Moreover, and perhaps more importantly, plaintiff's argument fails in part even if the section 4 language is applicable. This exact issue was addressed by the Seventh Circuit in Snyder v. Smith, 736 F.2d 409 (7th Cir. 1984), where the court held that despite the language of section 4, a district court is required to follow a freely-negotiated forum selection clause contained in the arbitration agreement. The Snyder court specifically held that a district court could not under the FAA order arbitration to take place in its own district when a valid, enforceable forum selection clause provided differently. It also held, however, that under the FAA a district court could not order arbitration outside of its district. Therefore, in a case such as Snyder, brought under section 4 where the only relief sought was to compel arbitration, the court held that the district court should dismiss the petition, or upon motion stay its proceedings. Id. at 420. Under the reasoning in Snyder, this court concludes that even if the section 4 language were applicable, the proper course is to stay these proceedings until arbitration is conducted in accordance with the Agreement.

 
CONCLUSION

For the reasons set forth above, defendants' motion to stay proceedings is granted. These proceedings are stayed until such time as arbitration has been had in accordance with the terms of the Agreement.

NOTES

[1] For purposes of the motion the facts have been taken from plaintiff's complaint.

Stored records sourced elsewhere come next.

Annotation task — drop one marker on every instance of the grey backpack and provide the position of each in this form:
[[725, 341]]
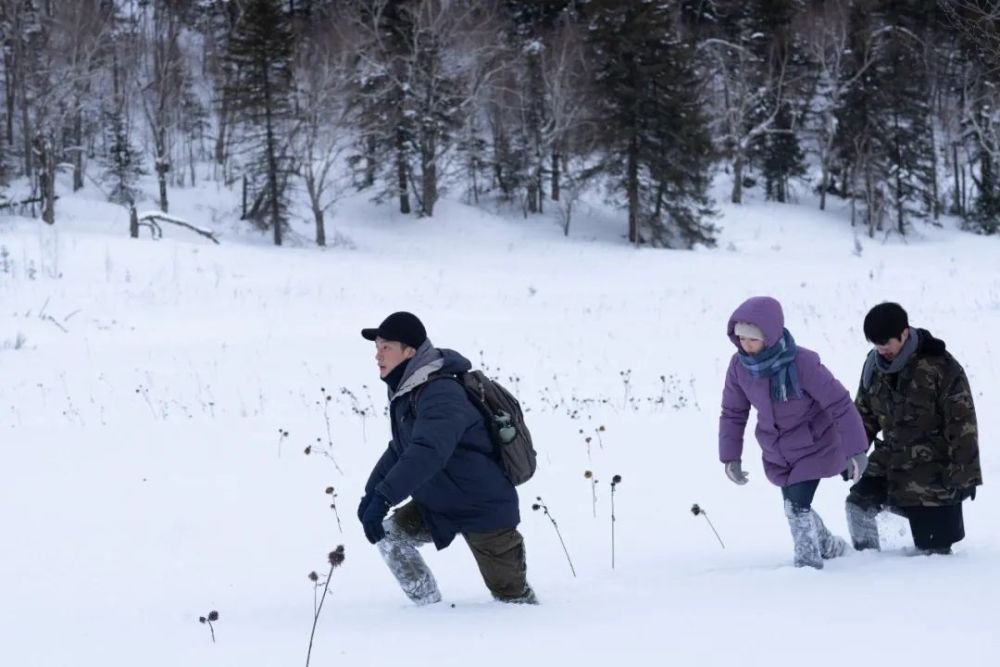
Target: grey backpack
[[504, 422]]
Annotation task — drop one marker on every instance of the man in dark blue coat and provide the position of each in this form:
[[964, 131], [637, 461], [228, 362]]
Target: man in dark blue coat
[[441, 457]]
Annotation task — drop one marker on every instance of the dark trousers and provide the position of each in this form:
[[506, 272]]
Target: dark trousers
[[933, 528], [499, 554], [800, 494]]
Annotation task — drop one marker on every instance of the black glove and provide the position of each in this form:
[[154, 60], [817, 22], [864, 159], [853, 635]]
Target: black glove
[[367, 498], [373, 516]]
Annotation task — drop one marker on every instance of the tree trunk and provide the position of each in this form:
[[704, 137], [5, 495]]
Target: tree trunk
[[272, 174], [78, 148], [401, 172], [320, 227], [632, 188], [370, 147], [10, 86], [162, 166], [133, 223], [429, 182], [555, 175], [824, 185], [220, 140], [957, 201], [26, 128]]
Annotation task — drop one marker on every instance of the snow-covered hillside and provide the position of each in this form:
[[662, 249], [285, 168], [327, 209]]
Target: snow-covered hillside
[[158, 396]]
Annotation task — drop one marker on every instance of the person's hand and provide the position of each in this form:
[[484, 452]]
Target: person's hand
[[856, 465], [373, 516], [734, 471]]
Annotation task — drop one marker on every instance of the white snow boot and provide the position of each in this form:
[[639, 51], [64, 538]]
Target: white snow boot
[[862, 526], [805, 535], [830, 545]]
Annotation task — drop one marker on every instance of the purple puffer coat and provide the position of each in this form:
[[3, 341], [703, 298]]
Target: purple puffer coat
[[802, 439]]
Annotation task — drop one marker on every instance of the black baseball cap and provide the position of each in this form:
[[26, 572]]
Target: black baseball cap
[[402, 327]]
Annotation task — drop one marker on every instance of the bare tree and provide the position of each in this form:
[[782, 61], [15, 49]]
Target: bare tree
[[743, 86], [323, 72], [161, 83], [828, 43], [429, 59]]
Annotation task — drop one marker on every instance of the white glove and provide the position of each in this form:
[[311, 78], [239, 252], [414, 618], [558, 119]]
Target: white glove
[[734, 471]]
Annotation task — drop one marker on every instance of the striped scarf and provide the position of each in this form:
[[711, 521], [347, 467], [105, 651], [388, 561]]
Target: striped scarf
[[778, 363]]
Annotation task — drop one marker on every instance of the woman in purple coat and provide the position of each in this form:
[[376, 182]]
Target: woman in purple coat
[[807, 425]]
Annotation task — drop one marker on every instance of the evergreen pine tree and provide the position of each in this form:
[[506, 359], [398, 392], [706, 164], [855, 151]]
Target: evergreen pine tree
[[123, 162], [861, 125], [260, 53], [778, 150], [906, 92], [653, 131]]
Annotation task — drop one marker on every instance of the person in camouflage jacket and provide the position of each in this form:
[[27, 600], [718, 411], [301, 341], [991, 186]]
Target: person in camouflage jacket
[[927, 461]]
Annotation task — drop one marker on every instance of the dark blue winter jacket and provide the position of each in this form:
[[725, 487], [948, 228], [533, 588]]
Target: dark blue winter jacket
[[441, 454]]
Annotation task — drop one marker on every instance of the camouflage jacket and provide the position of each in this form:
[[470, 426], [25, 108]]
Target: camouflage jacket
[[929, 451]]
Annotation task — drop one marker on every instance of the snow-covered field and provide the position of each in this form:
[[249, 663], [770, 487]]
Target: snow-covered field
[[147, 478]]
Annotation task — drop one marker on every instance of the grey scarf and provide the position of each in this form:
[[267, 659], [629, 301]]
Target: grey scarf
[[875, 361], [427, 360]]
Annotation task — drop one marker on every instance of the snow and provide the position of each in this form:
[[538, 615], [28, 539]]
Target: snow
[[146, 480]]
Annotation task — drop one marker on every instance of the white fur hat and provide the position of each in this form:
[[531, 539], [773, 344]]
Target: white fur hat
[[747, 330]]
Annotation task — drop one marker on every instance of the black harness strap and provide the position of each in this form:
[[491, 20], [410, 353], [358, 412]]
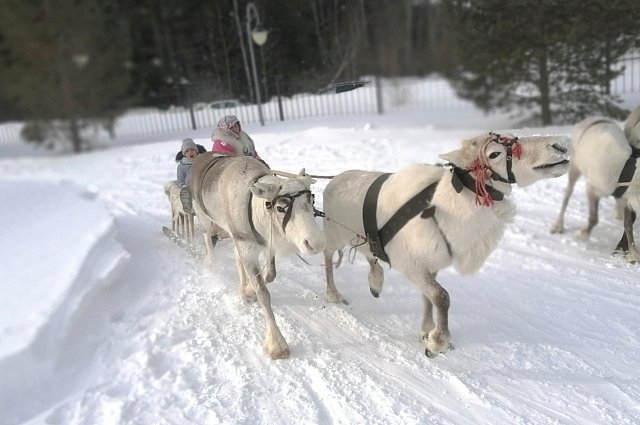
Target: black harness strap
[[255, 232], [460, 178], [214, 161], [369, 219], [417, 205], [414, 206], [627, 173]]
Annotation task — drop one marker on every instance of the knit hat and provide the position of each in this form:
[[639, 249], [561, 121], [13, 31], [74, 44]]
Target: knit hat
[[227, 122], [188, 144]]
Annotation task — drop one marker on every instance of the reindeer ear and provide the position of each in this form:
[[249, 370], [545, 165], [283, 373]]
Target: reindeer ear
[[456, 157], [265, 190], [308, 180]]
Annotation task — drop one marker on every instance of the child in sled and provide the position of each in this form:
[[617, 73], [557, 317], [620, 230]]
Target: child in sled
[[185, 158]]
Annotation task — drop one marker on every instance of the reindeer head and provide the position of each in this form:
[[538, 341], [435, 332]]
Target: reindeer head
[[289, 202], [509, 159]]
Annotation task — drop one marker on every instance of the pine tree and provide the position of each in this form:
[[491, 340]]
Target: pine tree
[[552, 55], [65, 64]]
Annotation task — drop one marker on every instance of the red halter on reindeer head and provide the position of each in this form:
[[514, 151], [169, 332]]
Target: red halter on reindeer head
[[481, 170]]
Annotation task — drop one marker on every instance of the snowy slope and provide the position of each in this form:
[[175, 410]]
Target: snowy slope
[[106, 321]]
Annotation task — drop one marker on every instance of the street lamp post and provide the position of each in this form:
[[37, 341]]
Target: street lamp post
[[259, 36]]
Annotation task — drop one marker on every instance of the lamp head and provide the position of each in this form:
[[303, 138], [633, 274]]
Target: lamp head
[[259, 36]]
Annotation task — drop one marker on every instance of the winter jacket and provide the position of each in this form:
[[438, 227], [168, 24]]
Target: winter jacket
[[184, 171]]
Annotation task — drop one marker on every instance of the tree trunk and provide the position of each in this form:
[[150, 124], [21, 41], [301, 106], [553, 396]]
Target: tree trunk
[[247, 70], [74, 132], [543, 86]]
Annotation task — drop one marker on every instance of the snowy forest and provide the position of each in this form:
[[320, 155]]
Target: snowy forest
[[103, 57]]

[2] The FAA applies only to transactions "involving commerce." 9 U.S.C. § 2. This language is to "be construed very broadly." Snyder v. Smith, 736 F.2d 409, 418 (7th Cir.1984). In the instant case, plaintiff, a citizen and resident of Illinois, entered into an employment agreement with a Florida corporation located in Florida. Plaintiff was to work in Illinois, but would be paid by the Florida corporation and participate in its benefits plan. Under these circumstances, plaintiff has not disputed the application of the FAA.